For more, see William Cunningham on the value of Richard Baxter as an apologist.

Reactions: Like 1


----------



## deleteduser99 (Dec 24, 2019)

I am amazed at Baxter's ability to reason even from simple natural light. He could bring God as merely revealed in nature to bear down on the conscience, as natural revelation has the power to do (Romans 1). I feel like I'm reading Calvin's Institutes Book I applied to the unconverted.
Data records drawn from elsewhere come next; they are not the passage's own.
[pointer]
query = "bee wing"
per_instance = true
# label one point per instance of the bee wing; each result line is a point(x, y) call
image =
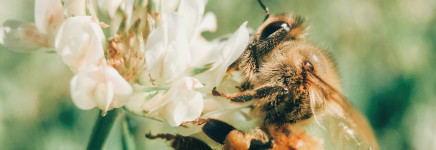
point(347, 127)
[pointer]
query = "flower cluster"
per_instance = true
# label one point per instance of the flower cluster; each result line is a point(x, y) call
point(148, 56)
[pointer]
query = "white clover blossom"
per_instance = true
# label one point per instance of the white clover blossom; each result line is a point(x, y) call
point(80, 42)
point(153, 62)
point(181, 103)
point(99, 86)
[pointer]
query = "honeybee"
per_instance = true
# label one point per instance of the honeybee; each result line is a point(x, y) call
point(292, 82)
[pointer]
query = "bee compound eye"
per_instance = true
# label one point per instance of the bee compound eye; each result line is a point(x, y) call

I wrote out summaries of his reasonings from nature, found at the beginning of Christian Directory:


Assume man has rationality, capable of controlling himself and loving and serving God.
Assume man knows his flesh should not rule him, but is made to love and serve God.
Man is self-loving, and desires happiness over misery, and is not truly indifferent to being in either heaven or hell.
Man knows he did not give himself all that he has, it comes from somewhere, and that giver must be God, the one to whom nothing can be given.
Man knows that God has the right to command and forbid.
Man knows that His creator must have his supreme love and obedience from his creation.
No man can prove to another man a right to his obedience and love above God (Eg. Governors have no right to obedience of subjects above God).
Man knows God is just and faithful, and therefore does not promise reward or punishment deceitfully; and given that the wicked prosper now and the righteous suffer now, we know we cannot be deceived about the world to come.
Even if there were no world to come, service to God will still be the most reasonable since God has such an absolute right over us, and the costliest obedience would still more than repay us.
Hardly a man can deny that there is a world to come in which good will be rewarded and sin punished, thus man dare not deny a thing so probable and reasonable as the world to come.
Man knows that life is miserable and vain, and everything in this life is eventually lost; therefore, it makes incredible sense to live with thorough diligence for the happiness of the world to come, and to avoid the probable misery of the other world at whatever cost possible.
For all these reasons, for our obligations to God as our creator and for self-love, it is ten thousand times more reasonable to be concerned with the coming world of joy or torment than this life; and the God who made us to be concerned for that world proves by our concern that such a world exists, thus it is our inescapable duty to be concerned.
It therefore follows that this life is no more good than it helps us for the world to come, and anything that hurts our joy in the world to come is not good.
It makes sense then that a man can never be too holy, or be too careful about his salvation, or love God too much. He can have too much care about things in this world, but not about the world to come.
You may assume that man knows this life is a trial, and our happiness hereafter depends very much on life in the present.
If these things are true, then reasonably a man should give serious thought to these reasons, and to the world to come, even in personal and sober retirement.
If a man is reasonable so far, then he should be able to judge himself whether he is living for God or self, for this world or the next.
Nothing mentioned so far presupposes any grace or holiness of heart. Heathens will agree to these things. If any man disagrees with these, it shows that sin has made him an unreasonable brute. He has lost his reason.


----------